Uğur bana döndü ve "Böyle sürpriz mi olur amına koyayım?!" diye kükredi. Bende tıpkı Serkan gibi başımı önüme eğdim. Tamam hatalıydım ama bu kadar sinirlenecek ne vardı. "BURAYA GELENE KADAR AKLIMDAN NELER GEÇTİ HABERİN VAR MI?!"
"Uğur..." dedim. Az daha bağırırsa ağlayacakım. Ama Uğur beni duymuyor bağırmaya devam ediyordu.
"Hayatım da Melis'ten sonra ilk defa korktuğumu hissetim ben!" dedi. O an içimde birşeyler koptu. Haklıydı, böyle sürpriz olmazdı. Yapmamam gerekirdi. Uğur'un bir sürü düşmanı vardı ve ben bunu bile bile böyle aptal bir sürpriz yapmak istemiştim.

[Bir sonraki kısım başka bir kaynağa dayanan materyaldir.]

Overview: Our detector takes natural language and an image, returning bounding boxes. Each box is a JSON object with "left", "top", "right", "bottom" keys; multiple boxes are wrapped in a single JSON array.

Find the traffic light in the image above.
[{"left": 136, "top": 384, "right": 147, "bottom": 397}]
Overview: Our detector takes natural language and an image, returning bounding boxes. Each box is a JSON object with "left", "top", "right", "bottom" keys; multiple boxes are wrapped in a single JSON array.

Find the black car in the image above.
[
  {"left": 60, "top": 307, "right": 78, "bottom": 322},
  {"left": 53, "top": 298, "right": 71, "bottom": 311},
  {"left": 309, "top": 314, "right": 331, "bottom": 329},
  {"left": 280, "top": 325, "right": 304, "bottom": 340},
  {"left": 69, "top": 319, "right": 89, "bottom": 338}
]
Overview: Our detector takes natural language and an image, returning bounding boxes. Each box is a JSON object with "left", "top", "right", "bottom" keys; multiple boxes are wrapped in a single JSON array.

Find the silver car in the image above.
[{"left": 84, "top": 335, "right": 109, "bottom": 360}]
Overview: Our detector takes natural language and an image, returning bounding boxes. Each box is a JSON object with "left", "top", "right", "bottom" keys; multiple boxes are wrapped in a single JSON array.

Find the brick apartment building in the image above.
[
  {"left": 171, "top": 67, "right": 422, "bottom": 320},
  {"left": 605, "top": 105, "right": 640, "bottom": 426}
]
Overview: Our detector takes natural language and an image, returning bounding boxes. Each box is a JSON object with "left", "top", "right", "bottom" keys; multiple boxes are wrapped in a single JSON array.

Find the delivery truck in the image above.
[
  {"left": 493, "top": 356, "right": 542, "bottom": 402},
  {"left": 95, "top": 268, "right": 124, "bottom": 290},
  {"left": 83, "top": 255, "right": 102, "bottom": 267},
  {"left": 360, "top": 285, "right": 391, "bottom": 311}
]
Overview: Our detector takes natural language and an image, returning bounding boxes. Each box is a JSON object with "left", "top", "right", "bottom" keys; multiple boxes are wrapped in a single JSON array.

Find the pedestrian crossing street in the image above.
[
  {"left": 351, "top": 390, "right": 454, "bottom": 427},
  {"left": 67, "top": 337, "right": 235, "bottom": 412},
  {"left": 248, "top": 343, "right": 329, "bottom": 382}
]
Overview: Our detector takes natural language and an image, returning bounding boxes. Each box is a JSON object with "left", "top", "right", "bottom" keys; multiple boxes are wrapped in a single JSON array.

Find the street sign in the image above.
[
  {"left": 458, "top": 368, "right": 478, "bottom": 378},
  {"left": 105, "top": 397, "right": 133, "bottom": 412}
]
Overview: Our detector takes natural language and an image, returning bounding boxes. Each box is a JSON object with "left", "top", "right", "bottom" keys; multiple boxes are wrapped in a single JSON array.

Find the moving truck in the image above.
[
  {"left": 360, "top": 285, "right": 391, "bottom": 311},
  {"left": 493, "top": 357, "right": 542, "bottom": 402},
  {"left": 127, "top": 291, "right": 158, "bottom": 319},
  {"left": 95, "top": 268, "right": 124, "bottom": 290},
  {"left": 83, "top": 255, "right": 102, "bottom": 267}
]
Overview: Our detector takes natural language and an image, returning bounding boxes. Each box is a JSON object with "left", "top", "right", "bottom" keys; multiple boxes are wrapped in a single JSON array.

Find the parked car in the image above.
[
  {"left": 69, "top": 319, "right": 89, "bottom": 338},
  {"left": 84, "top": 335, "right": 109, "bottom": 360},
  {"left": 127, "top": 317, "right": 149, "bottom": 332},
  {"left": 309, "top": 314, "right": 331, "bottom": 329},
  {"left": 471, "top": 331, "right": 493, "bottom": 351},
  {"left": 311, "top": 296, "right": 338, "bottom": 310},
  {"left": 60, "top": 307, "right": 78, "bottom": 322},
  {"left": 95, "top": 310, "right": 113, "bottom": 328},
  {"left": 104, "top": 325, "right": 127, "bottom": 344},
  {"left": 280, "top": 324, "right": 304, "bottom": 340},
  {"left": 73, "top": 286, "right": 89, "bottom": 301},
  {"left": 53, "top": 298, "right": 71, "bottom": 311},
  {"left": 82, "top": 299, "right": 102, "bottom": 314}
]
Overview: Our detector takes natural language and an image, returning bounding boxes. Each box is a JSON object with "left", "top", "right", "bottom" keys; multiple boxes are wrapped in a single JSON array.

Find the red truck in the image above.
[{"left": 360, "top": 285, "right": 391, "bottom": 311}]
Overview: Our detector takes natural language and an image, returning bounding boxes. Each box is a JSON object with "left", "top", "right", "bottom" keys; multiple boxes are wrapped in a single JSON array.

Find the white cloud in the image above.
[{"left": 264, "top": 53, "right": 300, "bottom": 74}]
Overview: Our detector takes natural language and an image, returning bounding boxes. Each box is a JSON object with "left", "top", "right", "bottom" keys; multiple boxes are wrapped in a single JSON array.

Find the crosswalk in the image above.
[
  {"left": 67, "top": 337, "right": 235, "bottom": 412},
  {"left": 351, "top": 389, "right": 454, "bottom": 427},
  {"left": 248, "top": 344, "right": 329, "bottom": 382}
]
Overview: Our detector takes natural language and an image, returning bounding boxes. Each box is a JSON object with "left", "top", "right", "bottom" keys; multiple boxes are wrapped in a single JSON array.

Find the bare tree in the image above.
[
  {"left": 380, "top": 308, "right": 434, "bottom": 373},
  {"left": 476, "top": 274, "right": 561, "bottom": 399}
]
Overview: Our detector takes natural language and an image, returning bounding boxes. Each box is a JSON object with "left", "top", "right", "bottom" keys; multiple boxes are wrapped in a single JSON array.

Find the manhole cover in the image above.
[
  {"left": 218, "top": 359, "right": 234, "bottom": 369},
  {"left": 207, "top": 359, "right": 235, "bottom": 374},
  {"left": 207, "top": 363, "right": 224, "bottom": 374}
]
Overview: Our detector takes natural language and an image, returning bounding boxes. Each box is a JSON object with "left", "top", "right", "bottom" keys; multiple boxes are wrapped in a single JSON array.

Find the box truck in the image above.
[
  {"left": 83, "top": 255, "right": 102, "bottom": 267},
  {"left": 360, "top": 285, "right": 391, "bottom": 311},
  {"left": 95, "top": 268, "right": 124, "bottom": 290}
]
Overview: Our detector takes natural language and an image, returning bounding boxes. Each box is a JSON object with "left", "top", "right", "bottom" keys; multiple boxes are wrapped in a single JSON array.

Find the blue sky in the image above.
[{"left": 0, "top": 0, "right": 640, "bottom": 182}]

"Özür dilerim... " dedim, ağlıyordum. "Mum?" dedim, pastanın üzerindeki sönmesine çok az kalmış mumu yani pastayı Uğur'a uzattım. Uğur bağırmaya bırakmış sessizce bana bakmaya başlamıştı.
Mum söndü.
Ağzımdan kopan küçük hıçkırık kesinlikle mum söndüğü içindi.
"Niye ağlıyorsun?" dedi, Uğur sesi az öncekinin aksine yumuşacık çıkmıştı.
"Mum söndü, üfleyemedin." dedim, sessizce. Nur bunda ağlanacak birşey yok. Evet yoktu ama Uğur'a yaptığım berbat sürprizden dolayı hissettiğim suçluluk duygusu, duygularımı birbirine karıştırmış ve beni ağlamaya itmişti.
"Yakarız, ağlama." dedi. Cebinden çıkarttığı çakmak ile bana yaklaştı ve eğilip pastanın üzerindeki mumları yaktı.
"Bak yandı tekrardan, ağlama güzelim." dedi göz yaşlarımı silerken. Pastaya ufak bir bakış atıp, kömür karası gözlerini yeniden sıradan kahverengi gözlerimle buluşturdu. "Piyon?" dedi. Sanırım pastanın üzerindeki çikolata piyonu kast ediyordu.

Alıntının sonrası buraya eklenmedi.